Pigeon, maïs, l'esprit d'une mole
Cet oiseau-là a toujours fait mon paradis. J'aime sa chair sombre, à la saveur fine et pourtant puissante, qui ne souffre pas selon moi la surcuisson. Je prends un plaisir certain à lever les filets, désosser les cuisses, broyer la carcasse en réservant le foie et le cœur, laissant courir la lame réjouie du désosseur au long des os. Émue de découvrir un grain oublié, coincé dans la trachée -souvenir d'un temps lointain où je plumais et vidais faisans, palombes et perdrix dans une cuisine aux carreaux bleutés, emplissant l'air d'un nuage vaporeux de plumes beiges et grises. A l'occasion il faudra que j'en parle à mon cheval : un psy ne pourrait pas comprendre ces choses-là.
Fille perdue aux yeux des tristes sires vegan je me délecte à chaque fois de trouver de nouveaux accords, l'esprit en éveil, respectueux de la saison, mais vagabond toujours, repassant le contenu du placard à épices, divaguant sur le bac à légumes du réfrigérateur. Je rêve de cerises dont le temps ne viendra peut-être pas cette année, entre le gel qui s'annonce et ce marteau minuscule qui ébranle toutes nos certitudes ; j'ai aux narines le frémissement d'une truffe noire dont la saison n'est plus. Mais là, juste là, ce grain de maïs, roulant doucement sur la planche tandis que je taillais d'un coup sec l'encolure, a tout emporté. Comme une évidence, l'animal et ce qui le nourrit, d'abord. Et très vite je me suis évadée, tirant l'aile vers les origines, vers ce Mexique d'avant le Conquistador. Où naquit le cacahuatl, ce cacao qui ensorcela le monde. Le piment aussi. Les descendants des Aztèques en ont fait une sauce voluptueuse, la mole, y ajoutant du sésame, des cacahuètes, des tomates et de la tortilla frite...
Et soudain ce fut là, la pâte de sésame noir, le cacao, le piment d'Espelette, le jus de pigeon qui infusait doucement. Le maïs échappé d'une boîte de confinement. Un air de marimba, l'ombre sombre d'un sombrero alangui sur le front de Pancho Villa. Pigeon vole !

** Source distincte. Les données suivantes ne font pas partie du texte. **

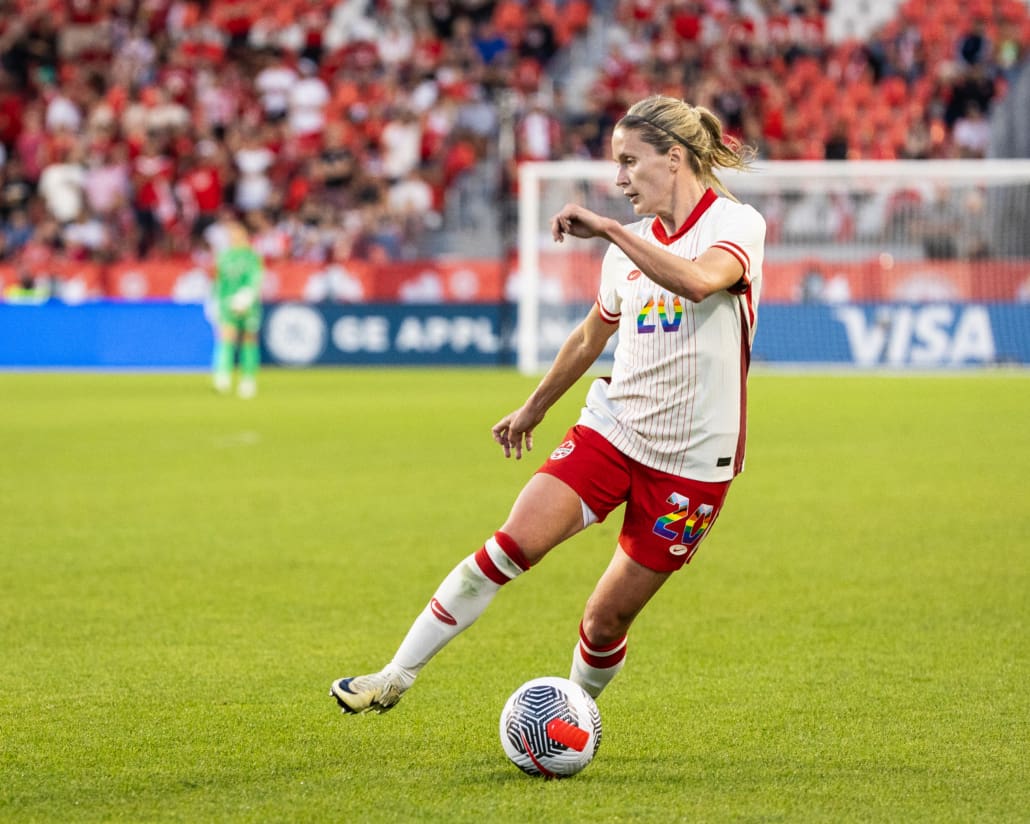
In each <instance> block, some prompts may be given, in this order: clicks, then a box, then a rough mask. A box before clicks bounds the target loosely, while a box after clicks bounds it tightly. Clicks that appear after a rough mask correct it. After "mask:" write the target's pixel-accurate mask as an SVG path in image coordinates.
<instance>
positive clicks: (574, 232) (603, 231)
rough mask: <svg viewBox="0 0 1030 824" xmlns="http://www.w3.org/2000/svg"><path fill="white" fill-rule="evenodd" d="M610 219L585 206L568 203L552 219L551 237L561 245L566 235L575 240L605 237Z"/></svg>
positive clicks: (556, 241)
mask: <svg viewBox="0 0 1030 824" xmlns="http://www.w3.org/2000/svg"><path fill="white" fill-rule="evenodd" d="M608 220H609V218H607V217H602V216H600V215H599V214H597V213H596V212H592V211H590V210H589V209H587V208H586V207H585V206H580V205H578V204H576V203H567V204H565V205H564V206H562V207H561V210H560V211H559V212H558V213H557V214H555V215H554V217H552V218H551V237H552V238H553V239H554V241H555V243H561V242H562V241H563V240H564V239H565V235H572V236H573V237H574V238H594V237H605V236H606V231H607V230H606V227H607V226H608Z"/></svg>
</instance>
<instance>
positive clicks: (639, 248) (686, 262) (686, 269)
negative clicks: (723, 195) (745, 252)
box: [611, 224, 746, 303]
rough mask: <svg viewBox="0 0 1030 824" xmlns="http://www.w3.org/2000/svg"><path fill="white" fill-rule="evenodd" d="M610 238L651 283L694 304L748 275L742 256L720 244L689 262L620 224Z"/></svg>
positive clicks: (712, 246)
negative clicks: (637, 266)
mask: <svg viewBox="0 0 1030 824" xmlns="http://www.w3.org/2000/svg"><path fill="white" fill-rule="evenodd" d="M611 238H612V242H613V243H615V244H616V245H617V246H619V248H621V249H622V250H623V251H624V252H625V253H626V256H628V258H629V260H631V261H632V262H633V263H634V264H636V265H637V266H638V267H639V268H640V270H641V271H642V272H643V273H644V274H645V275H647V276H648V277H649V278H650V279H651V280H653V281H654V282H655V283H657V284H658V285H659V286H663V287H664V288H666V289H668V290H670V291H672V293H673V294H674V295H680V296H682V297H684V298H686V299H687V300H688V301H691V302H693V303H699V302H700V301H703V300H705V299H706V298H708V297H710V296H712V295H715V294H716V293H718V291H723V290H724V289H728V288H731V287H733V286H734V285H736V284H737V283H739V282H740V281H741V278H742V277H744V276H745V274H746V269H745V265H744V264H743V263H742V261H741V259H740V256H739V255H735V254H733V253H732V252H731V251H729V250H727V249H726V248H725V247H724V246H722V245H719V244H716V245H713V246H710V247H709V248H708V249H706V250H705V251H703V252H701V254H699V255H698V256H697V258H695V259H694V260H692V261H688V260H687V259H685V258H680V256H679V255H678V254H674V253H673V252H671V251H667V250H665V249H663V248H662V247H661V246H656V245H655V244H653V243H650V242H649V241H647V240H645V239H644V238H642V237H641V236H640V235H638V234H636V233H633V232H629V231H627V230H626V229H625V228H624V227H622V226H620V225H618V224H616V228H614V229H613V231H612V233H611Z"/></svg>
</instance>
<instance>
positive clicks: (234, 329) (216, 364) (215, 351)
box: [211, 319, 239, 392]
mask: <svg viewBox="0 0 1030 824" xmlns="http://www.w3.org/2000/svg"><path fill="white" fill-rule="evenodd" d="M216 335H217V339H216V340H215V343H214V357H213V358H212V364H211V382H212V383H213V385H214V388H215V389H216V390H217V391H219V392H228V391H229V390H230V389H231V388H232V385H233V366H234V365H235V362H236V343H237V340H238V336H239V332H238V330H237V329H236V324H235V323H233V322H231V321H229V320H225V319H219V321H218V328H217V330H216Z"/></svg>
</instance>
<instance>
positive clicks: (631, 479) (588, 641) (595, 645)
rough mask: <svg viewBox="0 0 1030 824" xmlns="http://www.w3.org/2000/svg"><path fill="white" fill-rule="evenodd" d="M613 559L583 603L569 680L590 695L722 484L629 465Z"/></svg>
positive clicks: (624, 651)
mask: <svg viewBox="0 0 1030 824" xmlns="http://www.w3.org/2000/svg"><path fill="white" fill-rule="evenodd" d="M630 474H631V489H632V494H631V495H629V497H628V500H627V501H626V512H625V517H624V520H623V523H622V530H621V533H620V535H619V546H618V549H616V551H615V557H614V558H613V559H612V562H611V564H610V565H609V568H608V570H606V571H605V574H604V575H603V576H602V578H600V580H599V581H598V582H597V586H596V587H595V588H594V591H593V594H592V595H591V596H590V598H589V600H588V602H587V606H586V611H585V613H584V616H583V623H582V624H581V626H580V640H579V643H578V644H577V645H576V648H575V650H574V652H573V666H572V675H571V676H570V680H572V681H575V682H576V683H577V684H579V685H580V686H582V687H583V688H584V689H585V690H586V691H587V692H589V693H590V694H591V695H593V696H594V697H596V696H597V695H599V694H600V692H602V690H604V689H605V687H606V686H608V684H609V683H610V682H611V681H612V679H613V678H615V676H616V675H617V674H618V672H619V670H621V668H622V665H623V663H624V662H625V656H626V632H627V631H628V629H629V625H630V624H631V623H632V621H633V619H634V618H636V617H637V615H638V614H639V613H640V611H641V610H642V609H644V606H645V605H646V604H647V603H648V602H649V600H650V599H651V597H652V596H653V595H654V593H655V592H657V591H658V589H659V588H660V587H661V585H662V584H663V583H664V582H665V581H666V580H668V576H670V575H672V574H673V573H674V572H676V571H677V570H679V569H681V568H682V567H683V564H685V563H688V562H689V561H690V559H691V558H692V557H693V555H694V553H695V552H696V551H697V548H698V546H699V544H700V542H701V540H702V539H703V538H705V537H706V536H707V535H708V534H709V533H710V531H711V527H712V525H713V524H714V523H715V520H716V518H717V517H718V515H719V512H720V511H721V510H722V505H723V502H724V501H725V499H726V492H727V490H728V488H729V482H728V481H724V482H703V481H695V480H691V479H689V478H682V477H679V476H676V475H670V474H667V473H663V472H659V471H657V470H652V469H649V468H647V467H644V466H642V465H640V464H633V465H632V466H631V469H630Z"/></svg>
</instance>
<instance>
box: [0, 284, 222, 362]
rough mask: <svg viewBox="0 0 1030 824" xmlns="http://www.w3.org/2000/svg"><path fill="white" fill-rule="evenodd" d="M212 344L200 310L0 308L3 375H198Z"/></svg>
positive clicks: (162, 307)
mask: <svg viewBox="0 0 1030 824" xmlns="http://www.w3.org/2000/svg"><path fill="white" fill-rule="evenodd" d="M213 341H214V338H213V333H212V330H211V325H210V323H208V321H207V319H206V318H205V316H204V308H203V307H202V306H200V305H199V304H173V303H164V302H162V303H122V302H98V303H84V304H79V305H74V306H70V305H67V304H63V303H61V302H60V301H48V302H46V303H43V304H39V305H19V304H0V368H16V369H202V368H206V367H207V366H208V365H209V364H210V363H211V347H212V344H213Z"/></svg>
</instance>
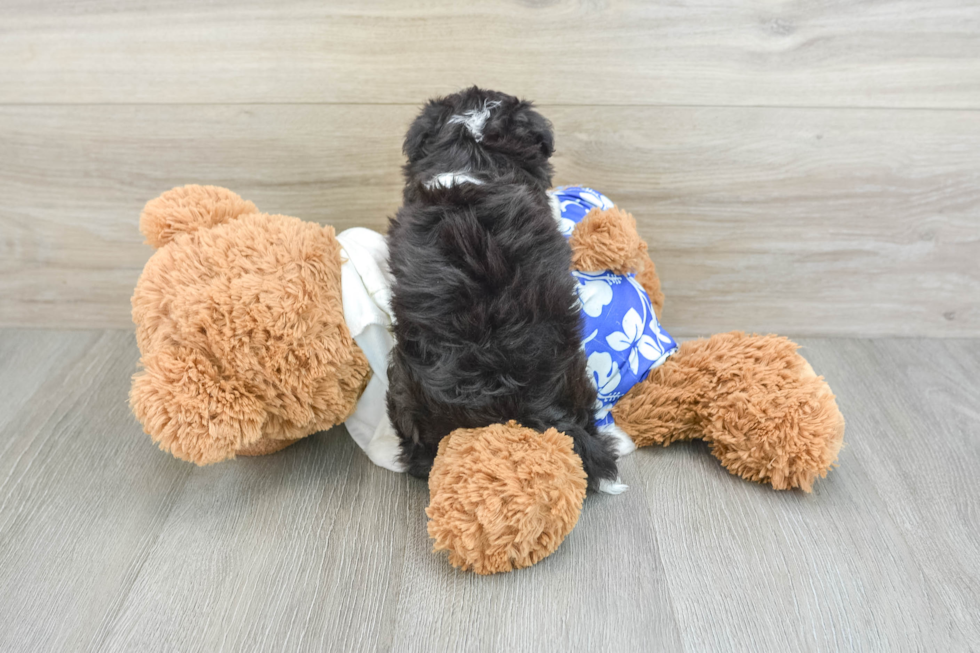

Ingrédients (pour 4 personnes) :
2 pigeons fermiers
1 boîte de maïs en conserve, de préférence bio
1 sachet de grains de maïs pour pop-corn
1 échalote
1 bouquet garni
1 pot de piment d'Espelette
1 pot de pâte de sésame noir (en épicerie bio)
1 boîte de cacao
QS huile de sésame, sel, poivre, huile d'olive, beurre, crème fleurette
Préparation :
Lever les filets de pigeon en gardant la cuisse attachée. Désosser le gros os des cuisses.
Réserver les foies, les cœurs, jeter les poumons, et détailler la carcasse en gros morceaux pour préparer un fond.
Dans une cocotte faire revenir les parures de pigeon et les os avec un peu d'huile. Quand les sucs commencent à attacher ajouter l'échalote émincée, la faire suer, mouiller à hauteur, ajouter le bouquet garni et porter à frémissement. Laisser réduire jusqu'à obtenir un fond (90 minutes environ). Filtrer, réduire encore un peu.
Dans une casserole munie d'un couvercle transparent verser un peu d'huile de sésame et faire chauffer. Ajouter les grains de maïs, couvrir, laisser éclater le pop-corn. Arrêter le feu quand tous les grains ont éclaté, saler et réserver.
Mixer finement les grains de maïs en boîte et leur jus, ajouter une belle pointe de piment d'Espelette, un trait de crème liquide, saler, et porter à ébullition. Réduire jusqu'à obtenir une consistance suffisamment épaisse.
Préchauffer le four à 180°.
Chauffer le beurre dans une poêle et saisir les filets de pigeon côté peau jusqu'à ce qu'elle soit bien dorée. Colorer rapidement les foies et les cœurs. Les réserver.
Finir la cuisson des pigeons, peau sur le dessus, dans le four quelques minutes suivant le goût (de 3 à 10 minutes environ, suivant qu'on les aime bleus ou à peine saignants).
Pendant ce temps monter le fond de pigeon avec deux grosses cuillères à soupe de pâte de sésame noir, une cuillère de cacao et deux pointes de piment d'Espelette. Fouetter pour obtenir une belle onctuosité, saler pour rectifier l'assaisonnement.
Dressage :
Dans l'assiette déposer un filet de pigeon, un peu de purée de maïs, quelques pop-corns. Napper de sauce mole.